By Jeriaska . July 20, 2008 . 9:34am
When the musical score for Final Fantasy IV debuted in 1991, videogame audio was at a turning point in Japan. The game's inclusion of a theme of love attempted to approximate an emotional moment on the newly released 16-bit hardware. History suggests that composer Nobuo Uematsu pulled off the experiment. For many players the song remains a puller of heartstrings, suggesting that videogames have since been on their way toward maturing into an artistic medium with emotional resonances.
With the remake of Final Fantasy IV approaching for the Nintendo DS, it might be a good time to mention that three of Uematsu's longtime collaborators have joined the composer in updating the theme on live instruments. The maxi single "Tsuki no Akari – Final Fantasy IV Theme of Love" that was released in Japan includes an arrangement by Final Fantasy X's Junya Nakano, aided by synthesizer operator Hirosato Noda. The two have put their experience with electronic music to use in fashioning a theme of love manageable on the DS sound card.

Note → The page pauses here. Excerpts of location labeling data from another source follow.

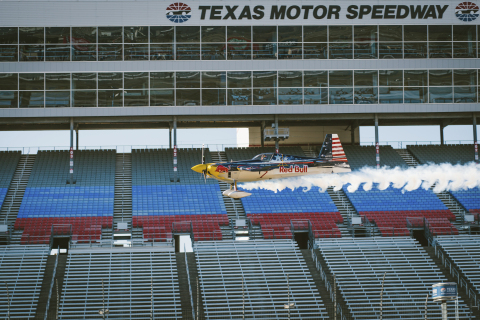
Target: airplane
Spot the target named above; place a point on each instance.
(267, 166)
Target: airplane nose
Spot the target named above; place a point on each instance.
(199, 168)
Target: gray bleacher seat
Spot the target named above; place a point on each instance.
(22, 267)
(461, 153)
(361, 156)
(127, 275)
(264, 264)
(359, 266)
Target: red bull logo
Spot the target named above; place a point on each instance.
(221, 169)
(291, 169)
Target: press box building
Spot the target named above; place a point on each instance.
(314, 66)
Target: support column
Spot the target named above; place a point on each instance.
(442, 139)
(377, 146)
(71, 151)
(262, 133)
(475, 143)
(276, 134)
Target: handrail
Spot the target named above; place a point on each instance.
(189, 285)
(51, 286)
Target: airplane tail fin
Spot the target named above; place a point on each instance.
(332, 149)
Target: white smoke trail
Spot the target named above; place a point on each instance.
(444, 176)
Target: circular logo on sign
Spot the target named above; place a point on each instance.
(467, 11)
(178, 12)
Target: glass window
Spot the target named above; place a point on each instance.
(214, 97)
(9, 53)
(265, 51)
(340, 34)
(188, 97)
(290, 79)
(465, 77)
(84, 81)
(31, 99)
(161, 34)
(315, 78)
(414, 78)
(31, 35)
(366, 78)
(439, 33)
(8, 99)
(290, 96)
(264, 79)
(162, 80)
(110, 98)
(8, 35)
(239, 97)
(136, 35)
(390, 50)
(188, 34)
(162, 98)
(415, 94)
(390, 33)
(57, 99)
(390, 77)
(213, 34)
(8, 81)
(110, 52)
(57, 53)
(315, 96)
(341, 95)
(367, 95)
(213, 51)
(57, 81)
(136, 52)
(110, 80)
(465, 94)
(391, 95)
(110, 35)
(84, 35)
(315, 33)
(464, 33)
(441, 94)
(84, 99)
(57, 35)
(190, 51)
(415, 50)
(440, 77)
(440, 49)
(214, 79)
(239, 79)
(135, 98)
(135, 80)
(290, 34)
(264, 34)
(32, 53)
(340, 51)
(265, 96)
(341, 78)
(161, 52)
(31, 81)
(188, 79)
(415, 33)
(315, 50)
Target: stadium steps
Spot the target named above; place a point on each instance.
(462, 294)
(317, 279)
(185, 301)
(407, 157)
(309, 151)
(193, 270)
(15, 193)
(122, 205)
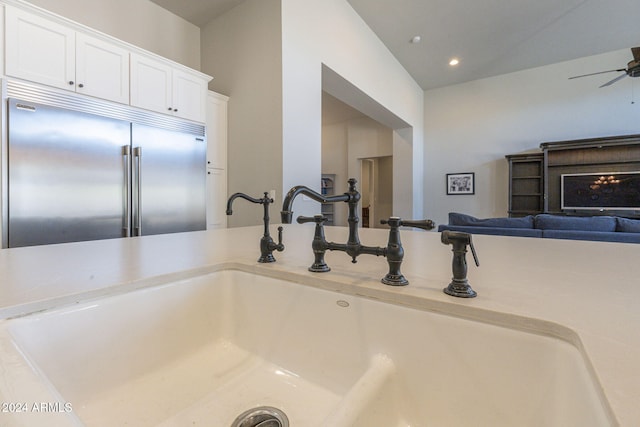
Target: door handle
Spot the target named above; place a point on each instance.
(126, 155)
(137, 153)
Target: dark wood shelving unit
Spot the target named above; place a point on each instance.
(526, 184)
(535, 177)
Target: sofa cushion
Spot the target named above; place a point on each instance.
(468, 220)
(591, 223)
(626, 225)
(601, 236)
(493, 231)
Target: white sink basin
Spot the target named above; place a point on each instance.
(203, 350)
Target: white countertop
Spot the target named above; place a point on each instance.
(587, 293)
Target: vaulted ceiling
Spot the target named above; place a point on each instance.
(488, 37)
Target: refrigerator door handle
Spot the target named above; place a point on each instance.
(126, 154)
(137, 153)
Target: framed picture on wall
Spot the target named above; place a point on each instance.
(460, 183)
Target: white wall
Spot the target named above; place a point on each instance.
(242, 50)
(139, 22)
(330, 32)
(470, 127)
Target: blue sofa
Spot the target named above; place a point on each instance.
(600, 228)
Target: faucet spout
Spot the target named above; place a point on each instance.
(287, 214)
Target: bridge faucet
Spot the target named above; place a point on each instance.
(353, 247)
(393, 251)
(267, 245)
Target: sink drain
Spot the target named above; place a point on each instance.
(264, 416)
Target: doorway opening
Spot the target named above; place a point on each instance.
(376, 184)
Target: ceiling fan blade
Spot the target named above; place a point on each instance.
(610, 82)
(599, 72)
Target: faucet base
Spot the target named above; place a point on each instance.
(460, 288)
(394, 280)
(266, 258)
(319, 268)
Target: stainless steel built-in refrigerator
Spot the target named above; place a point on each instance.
(74, 175)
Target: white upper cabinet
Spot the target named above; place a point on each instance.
(39, 50)
(102, 69)
(56, 52)
(46, 52)
(159, 87)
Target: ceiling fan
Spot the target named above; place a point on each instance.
(632, 70)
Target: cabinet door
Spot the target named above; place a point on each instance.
(216, 198)
(151, 84)
(189, 96)
(39, 50)
(102, 69)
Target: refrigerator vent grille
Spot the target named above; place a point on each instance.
(29, 92)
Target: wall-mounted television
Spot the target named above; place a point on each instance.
(600, 191)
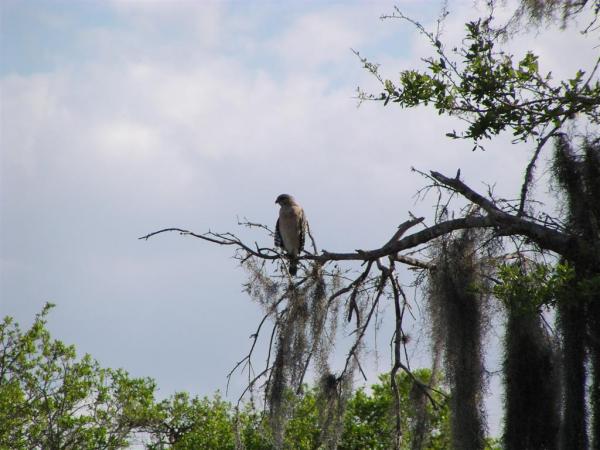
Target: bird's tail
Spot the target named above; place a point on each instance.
(293, 266)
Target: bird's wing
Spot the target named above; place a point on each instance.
(278, 240)
(302, 231)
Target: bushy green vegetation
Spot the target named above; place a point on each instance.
(52, 399)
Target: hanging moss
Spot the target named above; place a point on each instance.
(577, 174)
(456, 303)
(530, 367)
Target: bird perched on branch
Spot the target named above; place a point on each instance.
(290, 229)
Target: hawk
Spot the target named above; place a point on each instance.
(290, 229)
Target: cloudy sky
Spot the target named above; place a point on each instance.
(119, 118)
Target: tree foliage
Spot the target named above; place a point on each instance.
(50, 399)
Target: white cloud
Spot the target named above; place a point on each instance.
(154, 129)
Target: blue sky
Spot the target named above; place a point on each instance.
(122, 117)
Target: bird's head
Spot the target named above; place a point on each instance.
(285, 200)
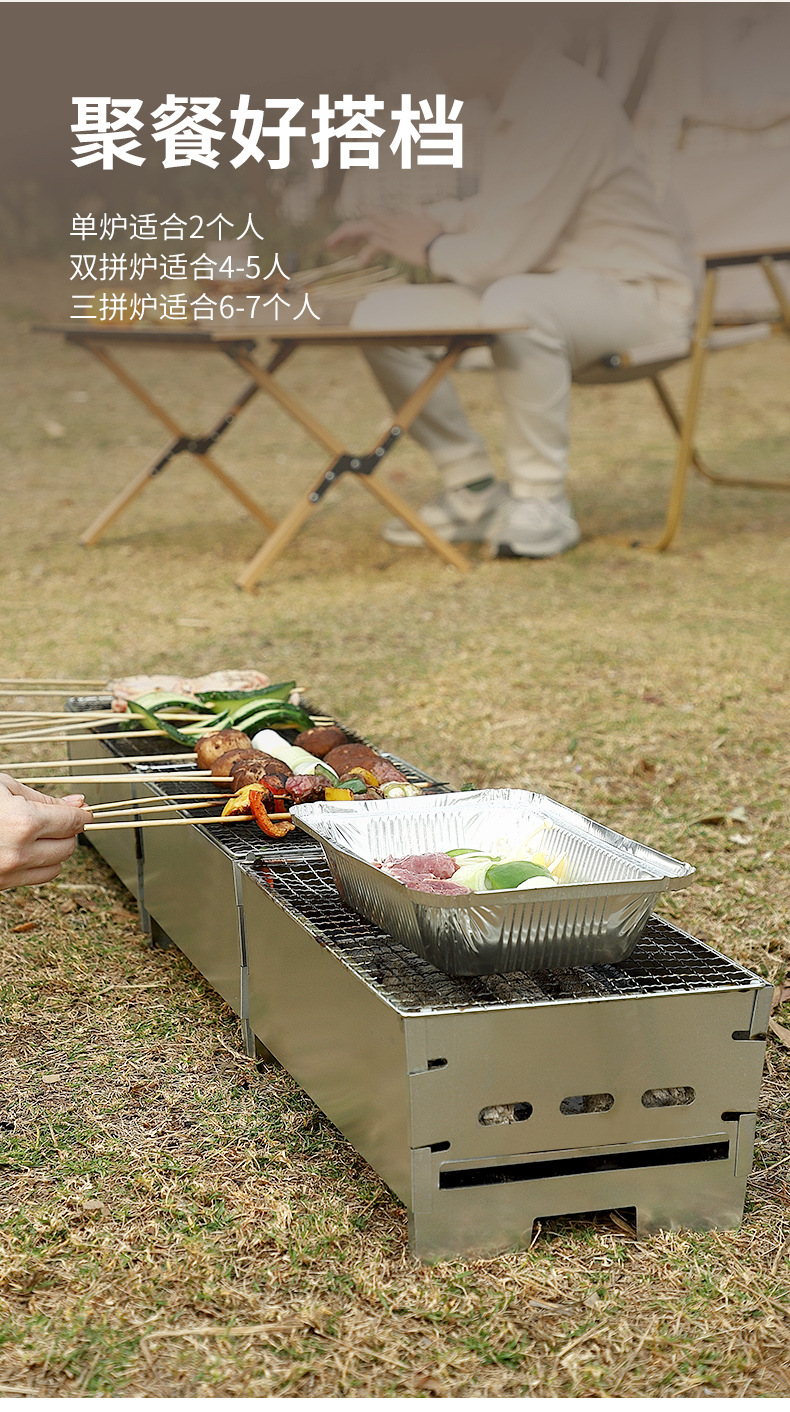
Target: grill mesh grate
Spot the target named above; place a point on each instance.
(294, 869)
(664, 960)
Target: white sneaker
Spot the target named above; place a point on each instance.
(458, 516)
(532, 528)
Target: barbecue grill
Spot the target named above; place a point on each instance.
(485, 1103)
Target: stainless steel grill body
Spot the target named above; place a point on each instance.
(491, 1102)
(615, 881)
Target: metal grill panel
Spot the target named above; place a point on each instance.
(666, 960)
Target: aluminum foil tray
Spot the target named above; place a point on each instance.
(595, 918)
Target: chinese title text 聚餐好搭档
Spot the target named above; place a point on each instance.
(191, 129)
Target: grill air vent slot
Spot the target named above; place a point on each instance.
(667, 1097)
(505, 1113)
(578, 1165)
(587, 1103)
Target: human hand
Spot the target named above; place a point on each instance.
(402, 233)
(37, 832)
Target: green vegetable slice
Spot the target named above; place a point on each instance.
(273, 716)
(154, 723)
(226, 701)
(503, 876)
(160, 701)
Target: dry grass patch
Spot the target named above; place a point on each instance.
(174, 1220)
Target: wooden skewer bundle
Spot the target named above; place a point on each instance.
(174, 823)
(102, 761)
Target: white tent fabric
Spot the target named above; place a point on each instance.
(712, 123)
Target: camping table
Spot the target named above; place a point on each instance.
(240, 346)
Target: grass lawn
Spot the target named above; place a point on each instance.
(177, 1223)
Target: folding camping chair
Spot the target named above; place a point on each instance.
(650, 362)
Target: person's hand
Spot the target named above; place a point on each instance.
(37, 832)
(402, 233)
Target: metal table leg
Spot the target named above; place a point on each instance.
(344, 462)
(198, 446)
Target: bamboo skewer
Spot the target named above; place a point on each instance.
(101, 760)
(52, 681)
(38, 691)
(60, 713)
(174, 823)
(112, 734)
(175, 777)
(153, 806)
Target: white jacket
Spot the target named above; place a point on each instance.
(561, 185)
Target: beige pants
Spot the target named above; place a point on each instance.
(560, 322)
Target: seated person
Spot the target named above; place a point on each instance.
(564, 244)
(37, 833)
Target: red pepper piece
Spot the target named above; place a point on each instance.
(264, 822)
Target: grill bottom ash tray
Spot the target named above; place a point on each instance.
(489, 1102)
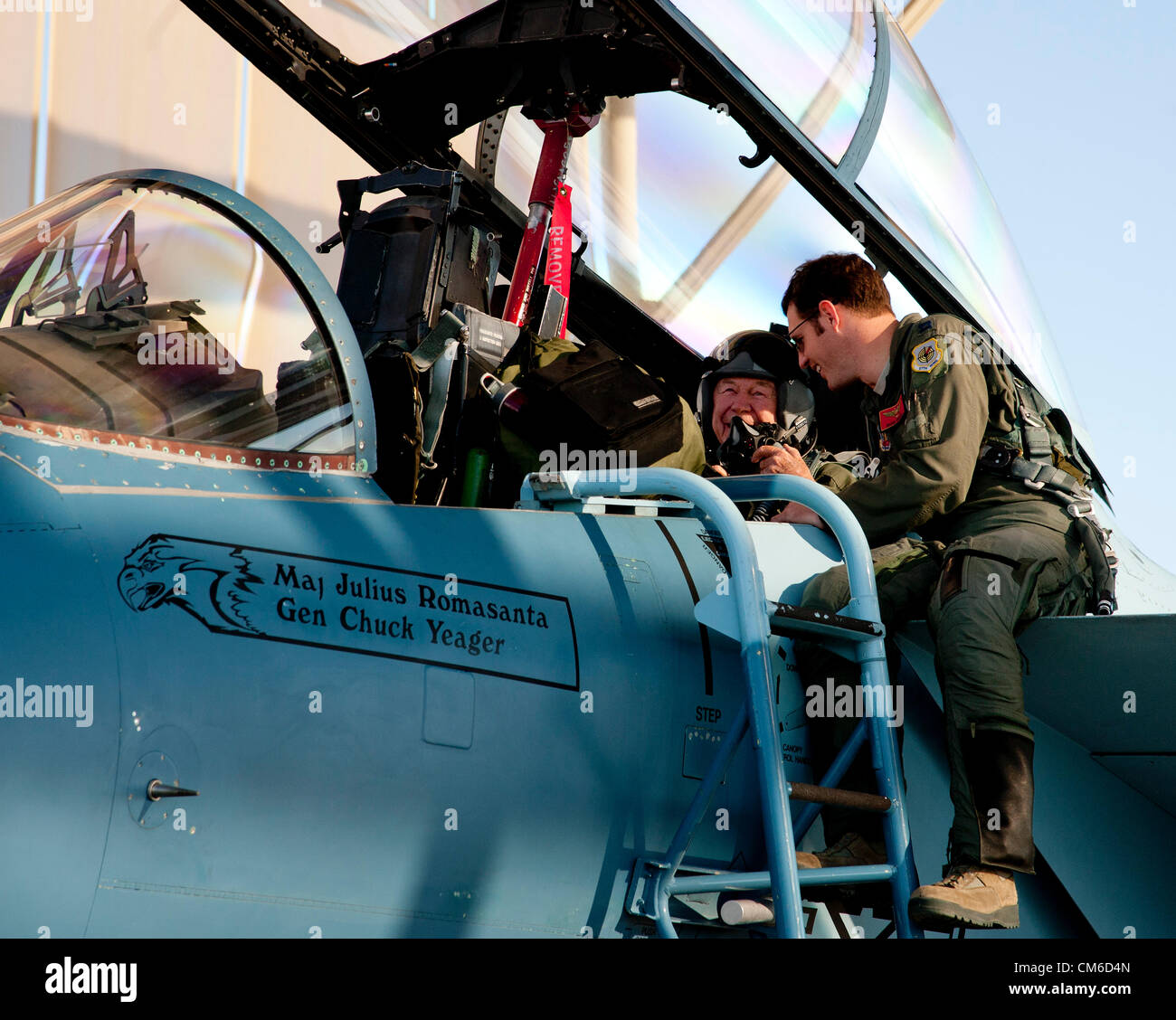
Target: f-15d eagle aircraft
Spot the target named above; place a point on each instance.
(290, 646)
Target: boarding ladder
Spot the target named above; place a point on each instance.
(747, 616)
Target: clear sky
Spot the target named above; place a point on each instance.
(1086, 142)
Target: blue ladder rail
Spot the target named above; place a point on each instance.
(744, 614)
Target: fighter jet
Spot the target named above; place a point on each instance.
(299, 644)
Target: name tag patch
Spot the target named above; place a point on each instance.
(889, 417)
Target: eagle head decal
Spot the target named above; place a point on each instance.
(211, 581)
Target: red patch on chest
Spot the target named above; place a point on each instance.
(892, 416)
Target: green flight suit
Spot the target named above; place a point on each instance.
(991, 555)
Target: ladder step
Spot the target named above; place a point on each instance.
(792, 619)
(747, 912)
(842, 798)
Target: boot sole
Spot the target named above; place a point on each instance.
(944, 915)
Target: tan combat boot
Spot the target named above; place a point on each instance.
(971, 897)
(850, 851)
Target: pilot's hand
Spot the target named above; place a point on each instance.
(796, 514)
(781, 461)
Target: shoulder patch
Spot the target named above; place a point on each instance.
(889, 417)
(925, 356)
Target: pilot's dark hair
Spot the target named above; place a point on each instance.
(847, 279)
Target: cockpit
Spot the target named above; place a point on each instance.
(136, 313)
(729, 144)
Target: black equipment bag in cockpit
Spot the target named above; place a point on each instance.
(596, 400)
(411, 258)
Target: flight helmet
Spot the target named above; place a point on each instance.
(759, 354)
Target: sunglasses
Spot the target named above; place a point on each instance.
(792, 340)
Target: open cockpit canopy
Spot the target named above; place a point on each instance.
(867, 157)
(149, 310)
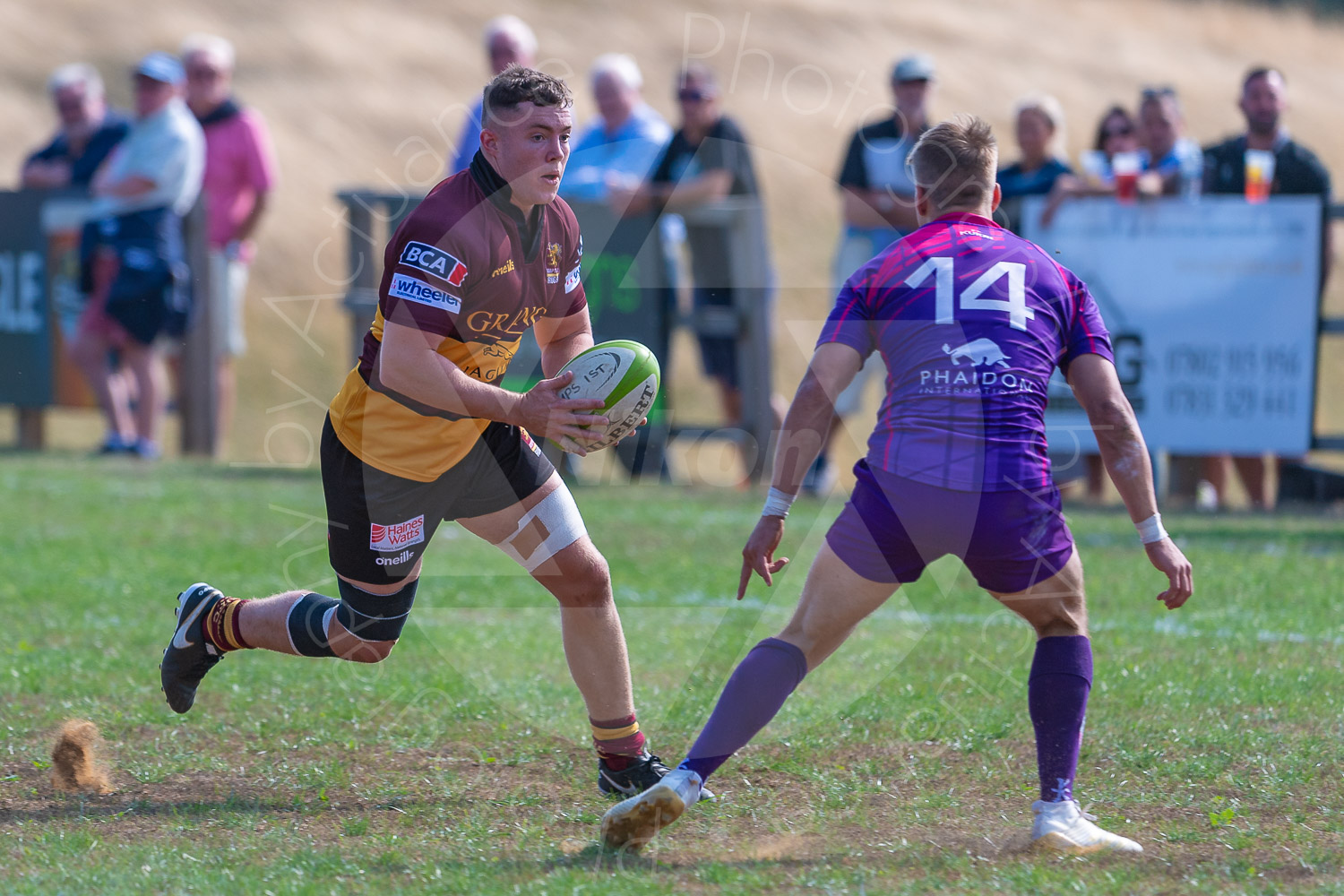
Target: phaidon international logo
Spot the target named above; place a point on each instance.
(978, 365)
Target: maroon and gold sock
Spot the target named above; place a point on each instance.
(222, 626)
(618, 742)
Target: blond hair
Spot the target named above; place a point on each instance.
(954, 163)
(1047, 108)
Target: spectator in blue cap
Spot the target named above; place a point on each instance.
(134, 258)
(878, 206)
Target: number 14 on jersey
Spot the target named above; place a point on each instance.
(945, 300)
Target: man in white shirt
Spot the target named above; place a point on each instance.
(134, 254)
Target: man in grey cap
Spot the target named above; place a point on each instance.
(878, 207)
(132, 254)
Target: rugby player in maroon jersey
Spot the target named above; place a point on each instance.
(421, 433)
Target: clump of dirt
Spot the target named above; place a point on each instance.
(75, 763)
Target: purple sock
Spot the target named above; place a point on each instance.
(1056, 699)
(755, 692)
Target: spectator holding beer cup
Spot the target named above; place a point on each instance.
(1257, 164)
(1172, 161)
(1116, 142)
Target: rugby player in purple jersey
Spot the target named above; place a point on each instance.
(970, 322)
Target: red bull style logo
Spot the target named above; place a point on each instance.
(397, 536)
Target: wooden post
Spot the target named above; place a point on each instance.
(198, 397)
(362, 263)
(32, 427)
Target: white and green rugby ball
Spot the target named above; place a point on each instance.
(625, 375)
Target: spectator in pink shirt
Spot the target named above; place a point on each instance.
(239, 175)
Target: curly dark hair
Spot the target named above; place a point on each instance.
(518, 85)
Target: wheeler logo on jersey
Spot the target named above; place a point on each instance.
(981, 352)
(397, 536)
(529, 443)
(418, 290)
(435, 263)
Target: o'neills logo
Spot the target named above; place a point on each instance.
(400, 535)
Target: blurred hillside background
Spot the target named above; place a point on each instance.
(374, 94)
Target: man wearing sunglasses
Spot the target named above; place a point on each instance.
(89, 131)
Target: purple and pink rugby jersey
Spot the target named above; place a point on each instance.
(970, 322)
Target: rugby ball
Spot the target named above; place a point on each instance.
(625, 375)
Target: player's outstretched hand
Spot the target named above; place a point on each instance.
(546, 414)
(758, 555)
(1168, 559)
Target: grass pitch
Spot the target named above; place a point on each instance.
(460, 764)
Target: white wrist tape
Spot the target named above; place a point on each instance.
(1150, 530)
(777, 503)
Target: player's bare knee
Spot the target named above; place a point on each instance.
(585, 582)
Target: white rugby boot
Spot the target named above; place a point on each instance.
(636, 821)
(1062, 826)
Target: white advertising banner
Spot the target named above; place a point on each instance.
(1212, 311)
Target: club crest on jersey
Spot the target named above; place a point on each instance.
(397, 536)
(553, 263)
(435, 261)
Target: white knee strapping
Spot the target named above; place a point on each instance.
(561, 522)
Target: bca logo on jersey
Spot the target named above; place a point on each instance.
(435, 261)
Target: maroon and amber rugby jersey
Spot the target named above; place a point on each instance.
(465, 266)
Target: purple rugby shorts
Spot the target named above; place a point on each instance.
(892, 528)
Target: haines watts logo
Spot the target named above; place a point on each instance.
(397, 536)
(981, 370)
(553, 263)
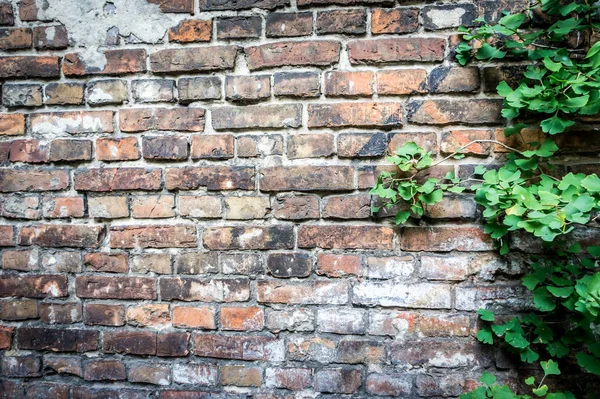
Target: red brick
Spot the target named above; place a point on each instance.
(242, 318)
(111, 179)
(307, 178)
(104, 370)
(214, 178)
(445, 239)
(194, 317)
(394, 20)
(104, 315)
(130, 342)
(103, 262)
(334, 265)
(121, 149)
(29, 67)
(171, 119)
(344, 22)
(442, 112)
(402, 82)
(383, 51)
(355, 114)
(312, 293)
(332, 236)
(118, 62)
(205, 290)
(191, 31)
(101, 287)
(153, 236)
(305, 53)
(12, 124)
(15, 38)
(281, 24)
(239, 347)
(60, 313)
(13, 180)
(75, 122)
(276, 116)
(57, 340)
(200, 59)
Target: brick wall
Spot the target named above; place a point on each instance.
(191, 219)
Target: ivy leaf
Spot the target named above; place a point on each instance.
(555, 125)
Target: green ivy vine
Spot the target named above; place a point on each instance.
(560, 85)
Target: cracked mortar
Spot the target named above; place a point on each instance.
(92, 24)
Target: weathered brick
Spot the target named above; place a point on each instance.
(12, 124)
(214, 5)
(199, 88)
(151, 315)
(338, 380)
(442, 112)
(196, 374)
(312, 293)
(172, 119)
(341, 321)
(383, 51)
(242, 318)
(29, 67)
(288, 24)
(355, 114)
(75, 122)
(394, 20)
(332, 236)
(239, 27)
(155, 236)
(241, 347)
(277, 116)
(191, 31)
(345, 22)
(54, 235)
(104, 315)
(296, 84)
(241, 376)
(212, 146)
(129, 342)
(19, 310)
(242, 208)
(66, 150)
(204, 290)
(111, 179)
(391, 293)
(194, 317)
(174, 148)
(445, 239)
(214, 178)
(286, 265)
(334, 265)
(121, 149)
(273, 55)
(245, 237)
(291, 378)
(102, 92)
(101, 287)
(111, 207)
(103, 262)
(60, 313)
(57, 340)
(448, 16)
(153, 90)
(118, 62)
(200, 59)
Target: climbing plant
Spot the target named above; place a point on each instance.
(560, 83)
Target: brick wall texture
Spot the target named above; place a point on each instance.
(191, 219)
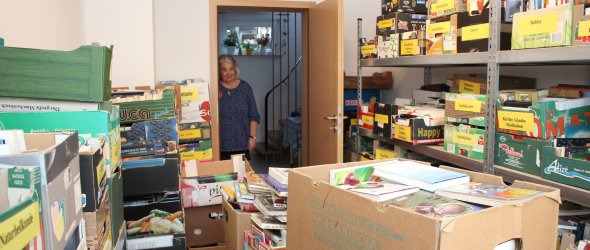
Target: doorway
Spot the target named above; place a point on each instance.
(321, 73)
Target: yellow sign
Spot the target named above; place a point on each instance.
(368, 49)
(382, 154)
(198, 155)
(468, 105)
(584, 28)
(403, 133)
(475, 32)
(442, 6)
(469, 87)
(189, 133)
(519, 121)
(387, 23)
(538, 24)
(439, 28)
(189, 94)
(465, 139)
(19, 229)
(409, 47)
(367, 119)
(382, 118)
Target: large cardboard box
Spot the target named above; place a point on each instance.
(56, 154)
(466, 108)
(322, 216)
(465, 140)
(234, 225)
(89, 124)
(546, 119)
(82, 74)
(563, 170)
(441, 35)
(542, 28)
(520, 153)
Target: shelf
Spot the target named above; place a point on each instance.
(441, 61)
(571, 55)
(574, 194)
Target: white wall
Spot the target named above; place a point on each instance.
(128, 26)
(55, 25)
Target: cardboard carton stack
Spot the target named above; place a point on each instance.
(40, 191)
(59, 96)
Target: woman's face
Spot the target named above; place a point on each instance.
(228, 72)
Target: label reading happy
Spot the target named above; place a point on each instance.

Kenichiro Fukui, keyboardist for the Black Mages Final Fantasy rock band, also arranged an orchestral version of the tune, using violins, cellos, and an ocarina. The lyrics for the vocal track, now called "Moonlight," have been penned by the original scenario writer Takashi Tokita. To find a vocalist for the new version of the Final Fantasy IV theme, Square Enix held a talent search drawing 800 applicants. A professed fan of the series, 25 year-old Megumi Ida was selected, and offered a remarkable performance imbued with feeling. The Hokkaido-born vocalist is featured in a music video on a DVD insert packed with the CD single, which can be viewed below. The video cuts between Ms. Ida's performance and computer-generated scenes of Cecil, Rosa, and Kain on a balcony of Baron Castle.